Beaucoup d’espoirs sont portés sur ce qu’on appelle la ville Lumière (qui voit en ce moment son festival de cinéma Lumière battre son plein), qui doit désormais concurrencer Paris, son centralisme et ses deux écoles nationales de cinéma jugées trop élitistes. Isabelle avait justement passé les concours d’entrée à la Fémis et à Louis Lumière. Elle se dit heureuse d’avoir été recalée.

« Ici on ne nous demande pas d’adorer Godard et de vénérer Truffaut. On n’est pas mis dans des cases ».

Coline également croit avoir eu sa chance grâce à mode de recrutement moins sectaire, qui n’évalue pas les seules connaissances cinématographiques ou le niveau de technicité. Au concours, les candidats doivent par exemple présenter des portfolios, ou des court-métrages amateurs.

«Pour avoir passé le concours de Sciences-Po, je n’avais plus envie d’être dans la compétition. Ici, on a été jugés sur notre créativité et notre capacité à travailler en groupe.

Par ailleurs, la formation propose de réaliser la troisième et dernière année en alternance, grande nouveauté pour une école de cinéma.

Des étudiants qui participent à la gouvernance de l’école

Installée provisoirement à la SEPR, dans les locaux du centre de formation professionnelle de Lyon, la première promotion de la CinéFabrique va jouer un rôle test.

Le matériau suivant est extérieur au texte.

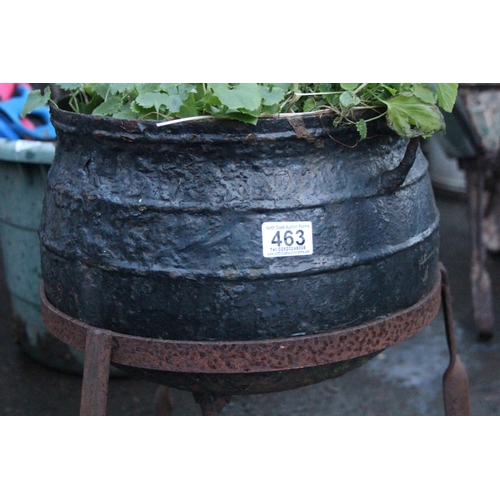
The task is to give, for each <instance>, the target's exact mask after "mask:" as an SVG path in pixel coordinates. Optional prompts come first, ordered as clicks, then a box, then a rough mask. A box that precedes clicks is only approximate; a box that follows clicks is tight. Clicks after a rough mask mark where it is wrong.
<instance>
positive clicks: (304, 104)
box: [303, 97, 316, 113]
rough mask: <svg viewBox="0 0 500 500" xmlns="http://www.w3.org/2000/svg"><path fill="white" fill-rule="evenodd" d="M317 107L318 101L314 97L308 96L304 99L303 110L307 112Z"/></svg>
mask: <svg viewBox="0 0 500 500" xmlns="http://www.w3.org/2000/svg"><path fill="white" fill-rule="evenodd" d="M315 107H316V101H315V100H314V99H313V98H312V97H308V98H307V99H306V100H305V101H304V106H303V111H304V112H306V113H307V112H308V111H312V110H313V109H314V108H315Z"/></svg>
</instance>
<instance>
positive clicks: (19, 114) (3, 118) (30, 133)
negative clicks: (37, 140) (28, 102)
mask: <svg viewBox="0 0 500 500" xmlns="http://www.w3.org/2000/svg"><path fill="white" fill-rule="evenodd" d="M29 93H30V90H29V89H28V88H27V87H24V86H22V85H18V86H17V88H16V91H15V93H14V95H13V96H12V97H11V98H10V99H8V100H6V101H0V137H4V138H7V139H13V140H16V139H34V140H38V141H53V140H55V138H56V131H55V129H54V127H53V125H52V123H50V112H49V108H48V106H42V107H41V108H38V109H35V110H34V111H33V112H32V113H30V114H29V115H28V116H27V118H28V119H29V120H30V121H31V122H32V123H33V124H34V125H35V128H34V129H29V128H27V127H25V126H24V125H23V124H22V123H21V110H22V109H23V106H24V103H25V102H26V100H27V98H28V94H29Z"/></svg>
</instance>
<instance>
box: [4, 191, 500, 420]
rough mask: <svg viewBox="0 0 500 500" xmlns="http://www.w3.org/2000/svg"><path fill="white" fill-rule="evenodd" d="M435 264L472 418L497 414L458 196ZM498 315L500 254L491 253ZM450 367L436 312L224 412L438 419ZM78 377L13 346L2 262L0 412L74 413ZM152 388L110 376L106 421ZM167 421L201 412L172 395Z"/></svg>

Les 30 étudiants doivent en effet participer, en plus de leurs cours, à des réunions régulières avec les membres de l’administration et de la direction, pour décider de l’évolution de l’école et discuter ensemble des cours, des horaires, des intervenants.

« On nous fait réellement participer à la gouvernance de l’école. On nous répète : vous coûtez beaucoup plus cher que des étudiants à la fac, vous êtes aussi responsables que nous de cette école ».

Car beaucoup de moyens sont déployés, entre l’achat d’un matériel dernier cri et la venue d’intervenants spécialisés. Les étudiants ont par exemple reçu la venue de Tania de Montaigne, journaliste et écrivaine, pour un séminaire sur l’écriture du faits divers. D’autres professionels du milieu artistique et littéraire sont attendus par la suite.

Au total, le coût d’un étudiant dans l’école s’élève ainsi à près de 20 000 euros par an. Le financement de la CinéFabrique est divisé entre le CNC – Centre National du Cinéma, les collectivités et la taxe apprentissage. Les apprentis cinéastes, eux, paient autant que pour une année à l’Université.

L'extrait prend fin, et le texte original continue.